ONJava.com -- The Independent Source for Enterprise Java
oreilly.comSafari Books Online.Conferences.


AddThis Social Bookmark Button

Detecting Duplicate Code with PMD's CPD

by Tom Copeland

The Problem of Duplicated Code

A program with a lot of duplicated code is headed for trouble. Duplicated code means that bugs can appear in several places. It means longer compilation times and bigger binaries. It means major pain for whoever has to go through the program and make changes. Fortunately, there's a little open source utility called CPD--the copy/paste detector--that finds duplicate Java code for you.

How It Happens

It's a rare programmer who would assert that duplicated code is good, so why does it crop up in so many places?

  1. When people get in a hurry, they copy and paste rather than refactor code into methods. It's easy to get into the mindset of duplicating code rather than taking the time to a) move it into a method, b) add a parameter to the method, c) update the original code to use the new method, and d) test the original code. It seems so much easier simply to Ctrl-C/Ctrl-V that code into your function and move ahead. This produces a short-term gain, but a long-term loss, when you consider that any bugs in that first clump of code are now in the new code. Since it's usually the complicated bits of code that are copied and pasted, they're more likely to contain bugs.

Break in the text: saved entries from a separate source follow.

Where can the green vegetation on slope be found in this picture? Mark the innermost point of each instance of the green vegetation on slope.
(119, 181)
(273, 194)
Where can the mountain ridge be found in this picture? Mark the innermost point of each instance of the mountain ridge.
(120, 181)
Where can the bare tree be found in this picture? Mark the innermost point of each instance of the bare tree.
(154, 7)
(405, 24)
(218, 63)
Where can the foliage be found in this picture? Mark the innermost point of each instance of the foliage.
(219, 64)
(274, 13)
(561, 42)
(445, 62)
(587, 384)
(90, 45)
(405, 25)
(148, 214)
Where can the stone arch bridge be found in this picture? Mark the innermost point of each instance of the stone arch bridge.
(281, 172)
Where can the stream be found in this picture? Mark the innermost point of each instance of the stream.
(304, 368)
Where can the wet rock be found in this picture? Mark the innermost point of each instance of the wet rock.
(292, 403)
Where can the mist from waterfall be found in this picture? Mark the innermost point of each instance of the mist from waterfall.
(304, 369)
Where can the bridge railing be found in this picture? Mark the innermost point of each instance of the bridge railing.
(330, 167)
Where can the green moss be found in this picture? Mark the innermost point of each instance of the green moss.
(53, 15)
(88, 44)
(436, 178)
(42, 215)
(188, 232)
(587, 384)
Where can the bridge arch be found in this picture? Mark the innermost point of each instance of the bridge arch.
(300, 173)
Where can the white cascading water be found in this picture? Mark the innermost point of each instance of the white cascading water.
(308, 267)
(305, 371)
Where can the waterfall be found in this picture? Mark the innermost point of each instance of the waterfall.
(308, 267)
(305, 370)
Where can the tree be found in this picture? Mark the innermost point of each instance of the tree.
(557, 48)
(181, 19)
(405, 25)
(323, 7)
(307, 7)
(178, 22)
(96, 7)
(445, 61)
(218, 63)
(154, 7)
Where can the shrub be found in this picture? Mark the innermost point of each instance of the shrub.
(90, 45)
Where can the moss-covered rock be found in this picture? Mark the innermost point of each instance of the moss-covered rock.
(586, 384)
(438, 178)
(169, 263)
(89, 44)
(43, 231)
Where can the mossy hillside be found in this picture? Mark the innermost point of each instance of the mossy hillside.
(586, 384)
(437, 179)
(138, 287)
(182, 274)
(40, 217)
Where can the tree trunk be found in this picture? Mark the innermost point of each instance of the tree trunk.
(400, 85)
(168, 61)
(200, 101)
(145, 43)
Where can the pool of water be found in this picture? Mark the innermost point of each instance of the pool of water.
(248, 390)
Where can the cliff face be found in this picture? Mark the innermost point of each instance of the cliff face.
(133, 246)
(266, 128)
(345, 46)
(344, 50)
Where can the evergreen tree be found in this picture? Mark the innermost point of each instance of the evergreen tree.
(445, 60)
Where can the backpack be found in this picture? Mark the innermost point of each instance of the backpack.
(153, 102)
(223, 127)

  2. When two projects merge, sometimes the programmers have written the same code. This is especially true if both use servlets, JavaMail, or another common API. Both project teams will have written very similar utilities to parse parameters out of the HttpServletRequest, to resolve EJBs, or to build SQL statements. This results in programmars being hesitant to touch another's code since "Bill uses that weird mungeQuotedSQLString method."

  3. 0
  4. In large projects, over time, people forget what's already been written. Maybe they just don't know that other people are working on similar code. This is especially true if there's high turnover. I've fallen prey to this myself; I've written nifty little EJB utilities and then poked around the com.mycompany.util package tree a bit more only to find something similar. This sort of duplication can be reduced by good communication, but sometimes we all forget what's out there.

How To Fix It

We've discussed duplicated code, why it's bad, and how it gets into a project. Now that we know the evil, how do we root it out?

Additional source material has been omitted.